Ou ainda, véu de oblação da religiosa, que, no dia em que professa, oferece sua cabeleira a Deus e põe o véu para ele. A Igreja faz do véu das religiosas uma obrigação, o selo de sua castidade e de seu pertencimento a Deus, sobretudo a partir do século IV. A Igreja impõe o véu às religiosas e aconselha-o às demais mulheres; devem, pelo menos, ter a cabeça coberta.

Essa prescrição, por vezes, é difícil de aceitar. Marguerite Audox, em seu romance autobiográfico, Marie-Claire, põe em cena uma religiosa que sofre com essa exigência: “Quando me visto, parece que entro numa casa que está sempre às escuras”, diz a irmã Desiree dês Anges; à noite, ela tira, com prazer, hábito e véu e deixa livres os seus cabelos, para grande escândalo de suas “irmãs”, que suspeitam de que ela tenha traído seus votos de castidade. Véronique “julgou que era vergonhoso para uma religiosa deixar ver seus cabelos”.

A questão do véu foi um ponto central nas discussões do Concílio Vaticano II, entre os clérigos e as religiosas, que pediam para tornar mais leves suas roupas, tão pouco compatíveis com as exigências da vida moderna. Fiéis aos Pais da Igreja, os clérigos, eles próprios dispostos a se laicizar, resistiram e mantiveram a obrigação do véu, simplificando-o, no entanto.

As mulheres de Argel em seu apartamento, Eugène Delacroix

As relações entre o islã e o véu são controversas [...]. Segundo Malek Chebel, o Corão não estabelece nenhuma obrigação a esse respeito. Mas o islã cresceu no seio de culturas mediterrâneas que ocultam as mulheres, as mantêm confinadas (gineceu, harém, mulher escondida da cultura árabe-andaluza). O uso do véu pelas próprias mulheres é complexo, como o mostram, para as argelinas, os romances de Assia Djebar. Num mundo de homens, o véu é, para elas, a única possibilidade de circular no espaço público. Na época da Guerra da Argélia, a “mulher sem sepultura” de Cesareia (Cherchell) dissimula suas ligações com o maquis sob o véu. Hoje, as mulheres iranianas, mesmo sendo muito liberadas, usam o véu para se proteger, abrigar-se do olhar, do poder e dos homens. Sob o véu, elas se vestem como querem.

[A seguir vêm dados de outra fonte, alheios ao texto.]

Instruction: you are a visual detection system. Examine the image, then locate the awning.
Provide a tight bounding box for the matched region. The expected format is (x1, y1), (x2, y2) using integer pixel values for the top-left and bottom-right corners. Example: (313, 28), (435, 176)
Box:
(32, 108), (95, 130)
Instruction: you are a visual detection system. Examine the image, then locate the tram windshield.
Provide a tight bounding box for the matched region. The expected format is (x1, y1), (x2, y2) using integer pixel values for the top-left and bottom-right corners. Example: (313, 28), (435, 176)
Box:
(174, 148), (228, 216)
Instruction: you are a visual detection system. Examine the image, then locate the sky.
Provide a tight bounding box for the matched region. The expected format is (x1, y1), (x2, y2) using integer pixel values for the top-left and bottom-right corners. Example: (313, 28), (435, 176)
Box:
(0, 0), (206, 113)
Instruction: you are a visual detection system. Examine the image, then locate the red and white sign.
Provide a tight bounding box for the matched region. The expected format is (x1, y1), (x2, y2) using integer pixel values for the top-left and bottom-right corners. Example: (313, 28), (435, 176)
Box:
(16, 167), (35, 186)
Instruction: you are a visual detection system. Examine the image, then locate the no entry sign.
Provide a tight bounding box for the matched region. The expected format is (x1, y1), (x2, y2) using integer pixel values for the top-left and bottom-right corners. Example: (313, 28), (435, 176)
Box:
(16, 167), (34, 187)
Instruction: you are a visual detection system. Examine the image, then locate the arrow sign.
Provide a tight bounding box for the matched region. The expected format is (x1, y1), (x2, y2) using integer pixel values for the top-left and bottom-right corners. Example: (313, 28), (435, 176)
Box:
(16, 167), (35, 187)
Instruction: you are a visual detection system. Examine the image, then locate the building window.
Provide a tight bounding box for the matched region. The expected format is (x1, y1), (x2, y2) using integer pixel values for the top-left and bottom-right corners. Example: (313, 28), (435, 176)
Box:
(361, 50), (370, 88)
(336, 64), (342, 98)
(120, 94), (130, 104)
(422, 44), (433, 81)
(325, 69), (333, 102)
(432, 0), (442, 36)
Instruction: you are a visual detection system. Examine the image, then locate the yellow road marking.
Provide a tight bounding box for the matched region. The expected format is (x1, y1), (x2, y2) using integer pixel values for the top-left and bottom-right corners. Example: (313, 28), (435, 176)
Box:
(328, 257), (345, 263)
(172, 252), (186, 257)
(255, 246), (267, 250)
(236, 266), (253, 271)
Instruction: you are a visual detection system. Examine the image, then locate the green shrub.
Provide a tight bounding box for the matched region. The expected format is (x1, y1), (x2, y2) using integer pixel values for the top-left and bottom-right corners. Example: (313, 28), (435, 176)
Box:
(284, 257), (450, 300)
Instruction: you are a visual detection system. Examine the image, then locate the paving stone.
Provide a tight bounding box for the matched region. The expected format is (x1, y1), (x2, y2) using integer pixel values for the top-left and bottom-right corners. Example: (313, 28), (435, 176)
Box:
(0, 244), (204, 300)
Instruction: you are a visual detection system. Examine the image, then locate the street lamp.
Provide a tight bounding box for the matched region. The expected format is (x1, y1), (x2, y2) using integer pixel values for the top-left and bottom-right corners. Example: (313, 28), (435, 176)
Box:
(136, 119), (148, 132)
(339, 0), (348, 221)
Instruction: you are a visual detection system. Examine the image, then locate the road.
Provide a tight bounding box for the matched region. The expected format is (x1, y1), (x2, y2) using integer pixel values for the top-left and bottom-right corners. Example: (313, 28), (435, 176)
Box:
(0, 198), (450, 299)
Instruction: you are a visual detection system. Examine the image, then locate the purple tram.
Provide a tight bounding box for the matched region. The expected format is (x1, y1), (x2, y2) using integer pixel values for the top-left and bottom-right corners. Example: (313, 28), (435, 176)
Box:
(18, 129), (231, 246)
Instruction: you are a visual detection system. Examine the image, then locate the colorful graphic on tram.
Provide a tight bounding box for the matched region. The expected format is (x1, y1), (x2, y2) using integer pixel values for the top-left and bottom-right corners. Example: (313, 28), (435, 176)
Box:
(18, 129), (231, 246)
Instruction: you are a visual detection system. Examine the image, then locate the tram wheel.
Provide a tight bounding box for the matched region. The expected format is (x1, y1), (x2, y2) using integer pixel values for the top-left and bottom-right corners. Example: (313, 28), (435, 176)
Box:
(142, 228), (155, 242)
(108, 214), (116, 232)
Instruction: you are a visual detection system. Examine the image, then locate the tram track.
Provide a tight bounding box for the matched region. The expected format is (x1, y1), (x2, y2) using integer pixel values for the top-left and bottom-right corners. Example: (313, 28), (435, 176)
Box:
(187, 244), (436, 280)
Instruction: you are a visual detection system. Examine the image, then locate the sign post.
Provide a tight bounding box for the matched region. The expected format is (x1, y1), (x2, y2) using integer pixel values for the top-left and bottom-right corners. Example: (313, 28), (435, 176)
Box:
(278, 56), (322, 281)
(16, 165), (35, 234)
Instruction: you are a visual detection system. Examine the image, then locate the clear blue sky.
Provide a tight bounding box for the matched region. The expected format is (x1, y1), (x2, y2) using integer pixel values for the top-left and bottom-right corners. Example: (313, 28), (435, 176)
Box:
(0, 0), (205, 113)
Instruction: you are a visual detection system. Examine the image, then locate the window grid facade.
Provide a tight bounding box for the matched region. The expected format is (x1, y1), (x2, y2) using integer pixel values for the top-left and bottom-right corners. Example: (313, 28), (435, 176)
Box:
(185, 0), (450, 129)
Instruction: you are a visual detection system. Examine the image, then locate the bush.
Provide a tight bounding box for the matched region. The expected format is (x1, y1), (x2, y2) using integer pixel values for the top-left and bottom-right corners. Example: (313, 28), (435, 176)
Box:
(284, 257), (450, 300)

Mas, e talvez seja um sinal de resistência à arabização, as mulheres berberes não usam véu. As feministas do Magreb, embora minoritárias, fazem da recusa ao uso do véu uma afirmação de sua liberdade: é o que acontece no Marrocos.

Ainda mais quando o fundamentalismo pretende submetê-las a isso. O véu é um símbolo de dominação das mulheres e de seu corpo. Eu te ponho um véu porque tu me pertences, Compreende-se que seja um objeto de discórdia, que, na França, está presente tanto no movimento de reivindicações Ni putes ni soumises [Nem putas nem submissas] quanto aos debates em torno da lei sobre a proibição do véu na escola pública, os quais dividiram as próprias feministas.

PERROT, Michelle. Minha história das mulheres. São Paulo: Contexto, 2013. p. 56-58.